In this chapter, we identify possible links between theoretical computer science, coding theory, and statistics reinforced by subextensivity of Shannon entropy. Our specific intention is to address these links in a way that may arise from a rudimentary theory of human learning from language communication. The semi-infinite stream of language production that a human being experiences during his or her life will be called simply parole (= "speech," [7]). Although modern computational linguistics tries to explain human language competence in terms of explicit mathematical models in order to enable its machine simulation [17, 20], modeling parole itself (widely known as "language modeling") is not trivial in a very obscure way. When a behavior of parole that improves its prediction is newly observed in a finite portion of the empirical data, it often suggests only minor improvements to the current model. When we use larger portions of parole to test the freshly improved model, this model always fails seriously, but in a different way. How we can provide necessary updates to, with- out harming the integrity of, the model is an important problem that experts must continually solve.
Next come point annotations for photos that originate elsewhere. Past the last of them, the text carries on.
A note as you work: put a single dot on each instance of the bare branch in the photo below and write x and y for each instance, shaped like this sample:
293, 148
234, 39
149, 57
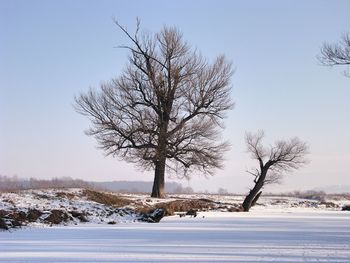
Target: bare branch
166, 108
336, 54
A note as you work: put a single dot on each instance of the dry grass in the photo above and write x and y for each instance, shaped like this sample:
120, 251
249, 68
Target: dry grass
106, 199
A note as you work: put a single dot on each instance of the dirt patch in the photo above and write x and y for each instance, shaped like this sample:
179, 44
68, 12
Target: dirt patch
57, 216
346, 208
33, 215
186, 205
80, 215
65, 195
106, 199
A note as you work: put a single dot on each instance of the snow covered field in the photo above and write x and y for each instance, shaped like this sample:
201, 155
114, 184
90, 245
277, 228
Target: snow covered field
300, 235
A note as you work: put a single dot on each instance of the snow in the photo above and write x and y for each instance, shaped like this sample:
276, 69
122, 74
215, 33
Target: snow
262, 235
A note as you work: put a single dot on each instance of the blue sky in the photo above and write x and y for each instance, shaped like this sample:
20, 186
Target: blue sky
51, 51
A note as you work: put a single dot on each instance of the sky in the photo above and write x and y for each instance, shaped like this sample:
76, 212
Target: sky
51, 51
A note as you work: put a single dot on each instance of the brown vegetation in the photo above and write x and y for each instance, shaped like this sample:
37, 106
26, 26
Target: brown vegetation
106, 198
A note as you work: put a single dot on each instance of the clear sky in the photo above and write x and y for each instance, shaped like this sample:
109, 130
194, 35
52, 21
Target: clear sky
51, 51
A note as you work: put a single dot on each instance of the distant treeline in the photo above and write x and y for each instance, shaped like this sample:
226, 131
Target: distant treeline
15, 183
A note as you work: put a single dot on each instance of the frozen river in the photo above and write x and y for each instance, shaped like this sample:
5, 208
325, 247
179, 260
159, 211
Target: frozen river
258, 236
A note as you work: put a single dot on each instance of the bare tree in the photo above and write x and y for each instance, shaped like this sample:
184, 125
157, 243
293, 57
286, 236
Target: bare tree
165, 111
274, 161
337, 54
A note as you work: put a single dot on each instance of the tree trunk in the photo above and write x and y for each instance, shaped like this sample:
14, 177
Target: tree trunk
256, 198
247, 203
255, 193
158, 190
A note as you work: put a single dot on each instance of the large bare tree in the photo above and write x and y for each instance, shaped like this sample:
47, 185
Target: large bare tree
273, 161
165, 110
337, 54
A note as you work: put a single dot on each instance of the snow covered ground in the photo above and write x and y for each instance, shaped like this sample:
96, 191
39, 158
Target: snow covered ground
299, 235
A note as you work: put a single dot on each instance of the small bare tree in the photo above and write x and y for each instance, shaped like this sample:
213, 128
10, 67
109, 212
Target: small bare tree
165, 110
336, 54
274, 161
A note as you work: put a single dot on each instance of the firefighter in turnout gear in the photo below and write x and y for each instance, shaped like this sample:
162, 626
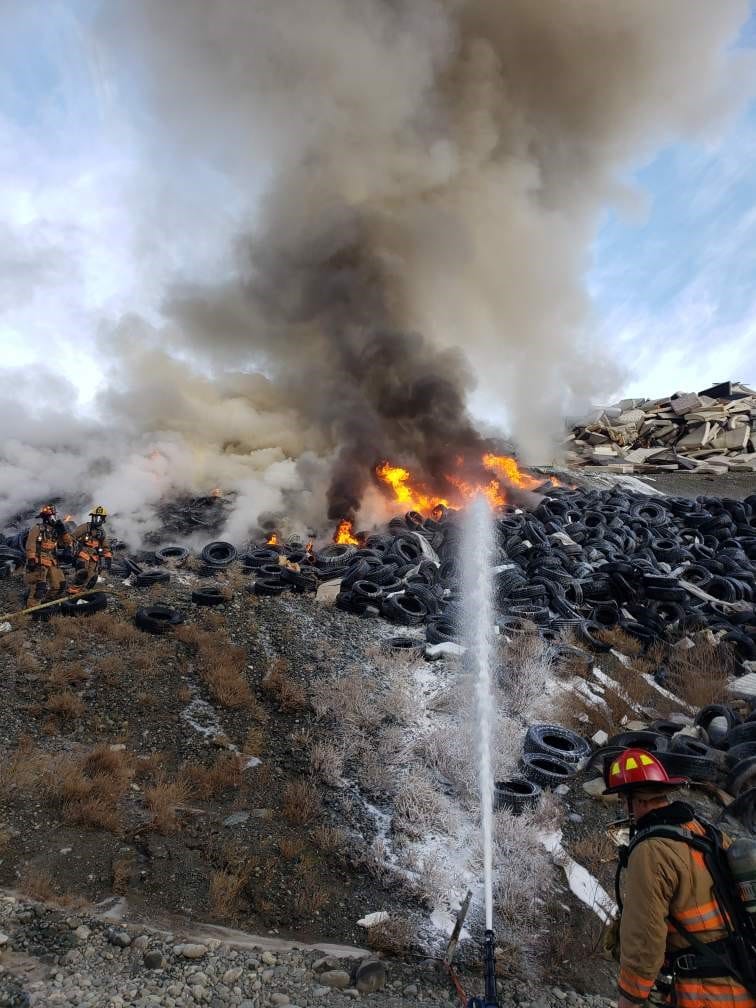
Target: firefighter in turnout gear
672, 914
91, 550
43, 576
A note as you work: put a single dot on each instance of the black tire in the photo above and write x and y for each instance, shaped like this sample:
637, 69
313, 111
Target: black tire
268, 587
651, 741
157, 619
336, 554
218, 554
553, 740
406, 610
516, 793
697, 768
155, 576
85, 607
171, 554
408, 646
741, 733
586, 634
211, 596
742, 776
545, 770
369, 591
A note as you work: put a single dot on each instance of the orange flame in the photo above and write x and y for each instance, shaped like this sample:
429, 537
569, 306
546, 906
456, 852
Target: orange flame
344, 534
414, 498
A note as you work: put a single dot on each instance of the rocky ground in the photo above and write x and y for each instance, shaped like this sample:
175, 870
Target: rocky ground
59, 958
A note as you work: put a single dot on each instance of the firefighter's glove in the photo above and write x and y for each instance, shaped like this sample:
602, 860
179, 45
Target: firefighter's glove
612, 938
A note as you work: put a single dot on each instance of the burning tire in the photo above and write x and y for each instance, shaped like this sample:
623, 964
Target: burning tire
268, 587
553, 740
405, 609
85, 607
146, 579
157, 619
171, 554
335, 554
516, 793
545, 770
218, 554
211, 596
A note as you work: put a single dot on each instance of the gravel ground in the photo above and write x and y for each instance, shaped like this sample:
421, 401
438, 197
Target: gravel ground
55, 958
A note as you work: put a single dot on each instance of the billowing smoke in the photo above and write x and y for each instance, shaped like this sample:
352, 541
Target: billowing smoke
434, 171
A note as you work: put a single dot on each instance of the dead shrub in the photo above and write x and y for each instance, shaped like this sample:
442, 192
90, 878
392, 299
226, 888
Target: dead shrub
301, 803
162, 799
290, 696
225, 890
417, 806
65, 706
393, 936
207, 782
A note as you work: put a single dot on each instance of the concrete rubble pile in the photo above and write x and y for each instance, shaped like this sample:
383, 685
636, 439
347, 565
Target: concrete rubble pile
713, 431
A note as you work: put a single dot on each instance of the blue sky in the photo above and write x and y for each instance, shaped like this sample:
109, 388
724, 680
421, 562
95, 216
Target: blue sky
671, 284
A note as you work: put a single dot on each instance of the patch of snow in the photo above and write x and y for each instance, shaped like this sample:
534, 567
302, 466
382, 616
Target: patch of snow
582, 883
371, 919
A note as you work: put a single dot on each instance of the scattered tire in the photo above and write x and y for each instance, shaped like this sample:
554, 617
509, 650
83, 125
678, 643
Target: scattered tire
157, 619
148, 578
87, 606
545, 770
211, 596
171, 554
553, 740
218, 554
516, 794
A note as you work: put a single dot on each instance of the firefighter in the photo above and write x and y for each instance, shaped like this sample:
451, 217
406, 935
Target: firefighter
91, 549
668, 886
43, 576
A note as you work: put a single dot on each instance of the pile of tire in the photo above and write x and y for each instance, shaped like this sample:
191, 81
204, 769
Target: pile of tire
551, 755
722, 753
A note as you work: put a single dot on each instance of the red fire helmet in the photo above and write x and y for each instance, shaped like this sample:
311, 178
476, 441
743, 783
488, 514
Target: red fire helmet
634, 768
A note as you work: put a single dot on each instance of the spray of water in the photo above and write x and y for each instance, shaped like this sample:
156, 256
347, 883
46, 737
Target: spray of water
478, 539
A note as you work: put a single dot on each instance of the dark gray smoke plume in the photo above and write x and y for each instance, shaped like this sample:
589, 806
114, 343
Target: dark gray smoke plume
433, 173
436, 167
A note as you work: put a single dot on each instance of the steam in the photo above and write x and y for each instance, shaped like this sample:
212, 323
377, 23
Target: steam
434, 171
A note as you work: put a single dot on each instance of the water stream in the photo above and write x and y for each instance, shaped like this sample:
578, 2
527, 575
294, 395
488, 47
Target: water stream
478, 612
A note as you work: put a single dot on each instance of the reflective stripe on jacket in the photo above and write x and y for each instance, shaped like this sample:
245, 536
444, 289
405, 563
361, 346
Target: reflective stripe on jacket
668, 878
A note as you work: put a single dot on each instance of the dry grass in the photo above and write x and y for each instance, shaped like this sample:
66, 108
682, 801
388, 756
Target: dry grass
65, 706
290, 696
225, 890
301, 803
162, 799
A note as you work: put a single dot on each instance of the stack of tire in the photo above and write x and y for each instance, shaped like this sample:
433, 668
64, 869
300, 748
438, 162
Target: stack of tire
551, 755
723, 755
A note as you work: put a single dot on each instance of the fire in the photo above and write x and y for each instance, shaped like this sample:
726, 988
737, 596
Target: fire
414, 498
344, 534
413, 495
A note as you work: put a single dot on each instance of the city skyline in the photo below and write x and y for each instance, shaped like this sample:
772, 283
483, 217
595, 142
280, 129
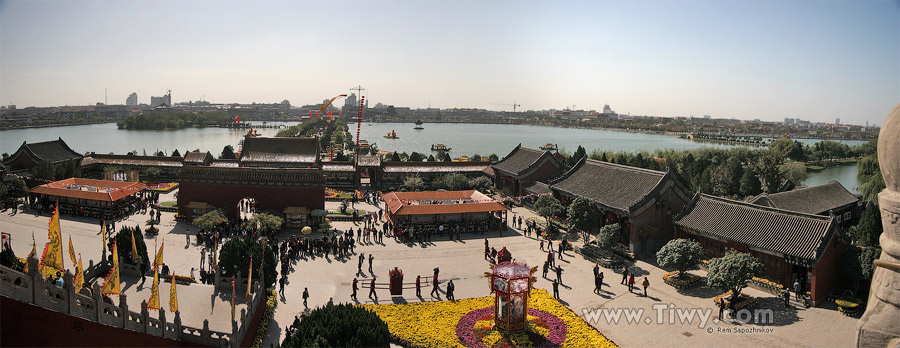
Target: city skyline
811, 60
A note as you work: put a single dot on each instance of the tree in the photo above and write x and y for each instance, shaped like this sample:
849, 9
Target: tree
609, 236
681, 254
227, 153
548, 206
264, 223
342, 325
235, 255
583, 214
413, 183
481, 184
733, 271
209, 220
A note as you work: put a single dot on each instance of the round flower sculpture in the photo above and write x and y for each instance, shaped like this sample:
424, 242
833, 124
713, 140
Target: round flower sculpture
510, 283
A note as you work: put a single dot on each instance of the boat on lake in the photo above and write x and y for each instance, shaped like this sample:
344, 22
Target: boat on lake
439, 147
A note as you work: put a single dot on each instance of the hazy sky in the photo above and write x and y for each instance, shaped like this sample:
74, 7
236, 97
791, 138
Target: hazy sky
816, 60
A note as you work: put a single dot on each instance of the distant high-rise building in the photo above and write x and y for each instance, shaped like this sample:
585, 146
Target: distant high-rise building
132, 100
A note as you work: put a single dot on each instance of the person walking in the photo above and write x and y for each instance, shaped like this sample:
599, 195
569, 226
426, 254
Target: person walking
555, 290
305, 296
450, 288
418, 286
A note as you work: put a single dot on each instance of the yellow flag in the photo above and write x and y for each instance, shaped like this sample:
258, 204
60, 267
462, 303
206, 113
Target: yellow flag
103, 235
134, 255
249, 278
154, 296
79, 275
173, 297
158, 259
52, 259
111, 286
71, 251
31, 254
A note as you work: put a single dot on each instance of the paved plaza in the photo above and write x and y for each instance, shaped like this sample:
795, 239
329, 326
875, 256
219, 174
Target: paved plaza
463, 261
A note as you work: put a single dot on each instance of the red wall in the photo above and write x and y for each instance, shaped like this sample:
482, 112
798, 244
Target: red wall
26, 325
226, 197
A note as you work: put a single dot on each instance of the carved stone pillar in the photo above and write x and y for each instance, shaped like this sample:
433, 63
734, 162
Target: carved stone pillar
879, 327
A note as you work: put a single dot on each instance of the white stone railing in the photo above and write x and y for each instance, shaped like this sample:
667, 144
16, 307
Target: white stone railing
91, 305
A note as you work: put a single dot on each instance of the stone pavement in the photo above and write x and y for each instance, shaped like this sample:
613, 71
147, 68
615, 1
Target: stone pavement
463, 261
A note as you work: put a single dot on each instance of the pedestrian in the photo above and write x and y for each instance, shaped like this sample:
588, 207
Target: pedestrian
305, 296
555, 290
418, 286
450, 288
434, 290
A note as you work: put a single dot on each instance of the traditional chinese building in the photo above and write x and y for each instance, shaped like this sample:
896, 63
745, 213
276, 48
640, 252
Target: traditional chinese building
827, 199
792, 246
466, 209
642, 201
523, 166
102, 199
28, 156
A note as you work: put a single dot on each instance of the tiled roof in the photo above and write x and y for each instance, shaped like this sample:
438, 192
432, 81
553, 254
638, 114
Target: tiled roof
257, 176
813, 200
416, 203
128, 160
434, 167
197, 157
613, 186
53, 151
284, 150
368, 161
89, 189
520, 159
787, 232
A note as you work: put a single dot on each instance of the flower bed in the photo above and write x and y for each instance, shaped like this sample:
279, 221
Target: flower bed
464, 323
684, 281
271, 303
744, 301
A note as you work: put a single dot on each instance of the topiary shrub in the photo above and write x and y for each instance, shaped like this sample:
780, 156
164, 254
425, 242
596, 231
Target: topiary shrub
340, 325
236, 253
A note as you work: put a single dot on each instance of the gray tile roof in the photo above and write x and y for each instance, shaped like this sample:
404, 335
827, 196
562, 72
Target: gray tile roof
791, 233
614, 186
520, 159
53, 151
283, 150
812, 200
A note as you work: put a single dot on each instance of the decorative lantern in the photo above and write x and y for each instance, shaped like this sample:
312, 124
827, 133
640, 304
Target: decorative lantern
510, 283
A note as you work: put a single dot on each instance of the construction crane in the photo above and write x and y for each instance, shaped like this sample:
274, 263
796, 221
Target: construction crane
514, 105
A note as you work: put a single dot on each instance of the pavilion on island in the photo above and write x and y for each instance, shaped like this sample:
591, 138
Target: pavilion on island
103, 199
469, 210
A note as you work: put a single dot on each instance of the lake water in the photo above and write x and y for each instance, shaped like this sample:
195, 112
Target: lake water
463, 138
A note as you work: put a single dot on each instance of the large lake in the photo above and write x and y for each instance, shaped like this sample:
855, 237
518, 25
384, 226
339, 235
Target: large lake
463, 138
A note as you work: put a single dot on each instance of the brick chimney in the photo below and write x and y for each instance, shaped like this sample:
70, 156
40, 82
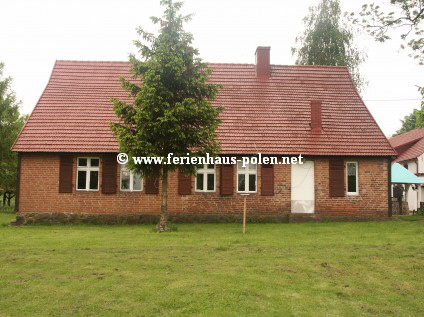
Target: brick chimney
262, 65
316, 120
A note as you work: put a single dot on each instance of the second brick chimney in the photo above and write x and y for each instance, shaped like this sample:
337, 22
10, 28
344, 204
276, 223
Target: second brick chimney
262, 64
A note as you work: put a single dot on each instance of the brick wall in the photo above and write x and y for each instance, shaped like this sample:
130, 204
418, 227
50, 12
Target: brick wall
40, 182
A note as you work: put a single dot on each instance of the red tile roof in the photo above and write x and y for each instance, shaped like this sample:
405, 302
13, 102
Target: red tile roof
408, 145
261, 116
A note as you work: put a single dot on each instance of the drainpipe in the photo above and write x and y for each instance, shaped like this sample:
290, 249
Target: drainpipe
18, 182
389, 187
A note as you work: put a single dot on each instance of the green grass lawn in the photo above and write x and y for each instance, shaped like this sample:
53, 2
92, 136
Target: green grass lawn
311, 269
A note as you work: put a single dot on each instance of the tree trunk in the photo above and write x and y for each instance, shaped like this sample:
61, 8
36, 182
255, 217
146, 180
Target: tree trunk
163, 223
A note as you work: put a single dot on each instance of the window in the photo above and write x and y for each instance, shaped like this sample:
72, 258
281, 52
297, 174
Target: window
130, 181
352, 178
246, 178
205, 178
88, 173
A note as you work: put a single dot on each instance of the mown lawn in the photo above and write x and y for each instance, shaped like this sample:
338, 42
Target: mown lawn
315, 269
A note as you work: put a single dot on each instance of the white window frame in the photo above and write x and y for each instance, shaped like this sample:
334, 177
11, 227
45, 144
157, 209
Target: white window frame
88, 169
205, 171
247, 171
124, 168
357, 179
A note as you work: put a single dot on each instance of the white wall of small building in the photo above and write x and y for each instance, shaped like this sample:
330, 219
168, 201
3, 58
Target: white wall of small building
415, 196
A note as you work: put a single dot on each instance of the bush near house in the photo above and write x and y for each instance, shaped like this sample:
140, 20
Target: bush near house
310, 269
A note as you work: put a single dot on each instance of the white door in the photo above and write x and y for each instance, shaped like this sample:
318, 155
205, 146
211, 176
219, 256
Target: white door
302, 188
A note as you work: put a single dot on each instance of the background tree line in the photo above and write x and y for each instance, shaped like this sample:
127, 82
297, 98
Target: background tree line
11, 122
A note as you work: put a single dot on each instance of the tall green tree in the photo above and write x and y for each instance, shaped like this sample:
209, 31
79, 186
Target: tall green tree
11, 123
414, 120
329, 40
405, 16
172, 110
409, 123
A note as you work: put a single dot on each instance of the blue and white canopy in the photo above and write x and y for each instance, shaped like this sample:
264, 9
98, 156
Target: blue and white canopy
401, 175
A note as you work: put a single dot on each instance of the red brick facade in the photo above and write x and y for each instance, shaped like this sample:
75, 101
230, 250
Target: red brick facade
39, 192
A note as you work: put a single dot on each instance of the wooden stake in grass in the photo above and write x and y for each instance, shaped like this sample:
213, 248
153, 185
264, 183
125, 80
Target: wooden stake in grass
244, 212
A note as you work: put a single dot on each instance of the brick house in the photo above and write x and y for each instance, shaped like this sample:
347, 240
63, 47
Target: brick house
67, 153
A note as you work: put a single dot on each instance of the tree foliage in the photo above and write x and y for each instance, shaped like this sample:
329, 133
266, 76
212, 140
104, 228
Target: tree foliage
407, 16
328, 40
11, 123
172, 110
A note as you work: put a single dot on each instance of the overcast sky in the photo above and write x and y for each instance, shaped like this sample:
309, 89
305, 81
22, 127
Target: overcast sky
33, 34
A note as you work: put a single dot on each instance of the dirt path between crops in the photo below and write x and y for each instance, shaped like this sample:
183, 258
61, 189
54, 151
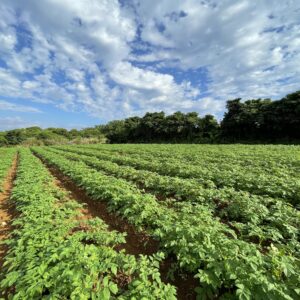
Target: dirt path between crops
7, 211
136, 242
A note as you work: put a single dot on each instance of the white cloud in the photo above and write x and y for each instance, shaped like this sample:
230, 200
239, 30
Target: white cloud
5, 105
113, 61
8, 123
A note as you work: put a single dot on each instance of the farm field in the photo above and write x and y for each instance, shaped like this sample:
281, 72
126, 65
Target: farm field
150, 222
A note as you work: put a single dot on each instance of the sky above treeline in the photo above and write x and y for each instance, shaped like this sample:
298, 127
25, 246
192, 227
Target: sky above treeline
76, 64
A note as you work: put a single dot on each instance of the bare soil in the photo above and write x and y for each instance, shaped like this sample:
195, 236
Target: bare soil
136, 242
7, 210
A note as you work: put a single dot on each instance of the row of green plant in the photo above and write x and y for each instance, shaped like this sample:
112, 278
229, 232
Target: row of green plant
226, 266
254, 182
6, 159
257, 218
270, 159
54, 253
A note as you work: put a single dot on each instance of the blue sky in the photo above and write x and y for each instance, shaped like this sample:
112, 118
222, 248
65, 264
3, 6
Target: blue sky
76, 64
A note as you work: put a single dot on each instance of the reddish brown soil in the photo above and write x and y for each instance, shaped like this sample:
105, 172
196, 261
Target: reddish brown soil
7, 212
136, 242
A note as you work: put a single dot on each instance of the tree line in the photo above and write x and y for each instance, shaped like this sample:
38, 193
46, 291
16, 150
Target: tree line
256, 120
251, 121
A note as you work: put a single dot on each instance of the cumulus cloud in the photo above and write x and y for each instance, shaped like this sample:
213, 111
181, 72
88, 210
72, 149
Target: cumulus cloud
5, 105
8, 123
113, 59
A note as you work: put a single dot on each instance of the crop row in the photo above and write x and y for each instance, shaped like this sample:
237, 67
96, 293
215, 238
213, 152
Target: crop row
56, 254
259, 184
282, 161
253, 217
223, 264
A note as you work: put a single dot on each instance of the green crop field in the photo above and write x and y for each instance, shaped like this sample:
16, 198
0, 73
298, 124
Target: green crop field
152, 222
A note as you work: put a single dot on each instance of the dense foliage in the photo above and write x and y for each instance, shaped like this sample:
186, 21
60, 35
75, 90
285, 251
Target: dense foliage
252, 121
50, 136
56, 254
239, 238
249, 121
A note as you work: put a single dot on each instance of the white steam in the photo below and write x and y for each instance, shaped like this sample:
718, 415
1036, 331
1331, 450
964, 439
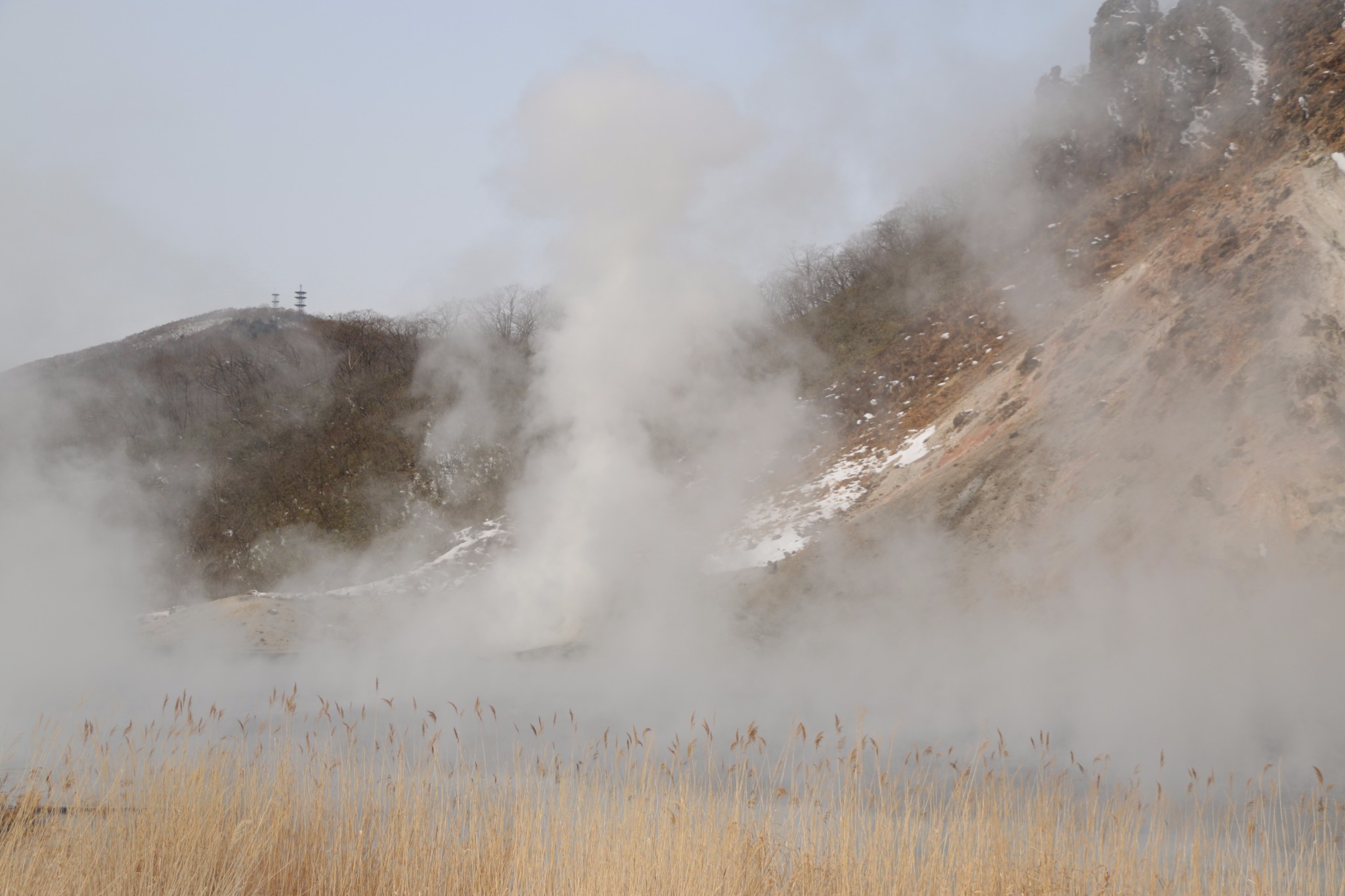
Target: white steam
645, 427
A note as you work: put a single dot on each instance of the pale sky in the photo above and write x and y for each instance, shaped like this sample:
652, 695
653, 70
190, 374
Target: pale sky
164, 158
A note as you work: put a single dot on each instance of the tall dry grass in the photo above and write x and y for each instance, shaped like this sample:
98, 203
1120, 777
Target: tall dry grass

Is there any sufficiently good definition of parole that is ready-made for industrial applications? Although not all readers of human texts learn continuously, parole is a product of those who can and often do learn throughout their lives. Thus, we assume that the amount of knowledge generalizable from a finite window of parole should diverge to infinity when the length of the window also tends to infinity. Many linguists assume that a very distinct part of the generalizable knowledge is "linguistic knowledge," which can be finite in principle. Nevertheless, for the sake of good modeling of parole in practical applications, it is useless to restrict ourselves solely to "finite linguistic knowledge" [6, 22]. Inspired by Crutchfield and Feldman [5], we will call any processes (distributions of infinite linear data) "finitary" when the amount of knowledge generalizable from them is finite, and "infinitary" when it is infinite. The crucial point is to accurately define the notion of knowledge generalized from a data sample. According to the principle of minimum description length (MDL), generalizable knowledge is the definition of such representation for the data which yields the shortest total description. In this case, we will define infinitarity as computational infinitarity (CIF).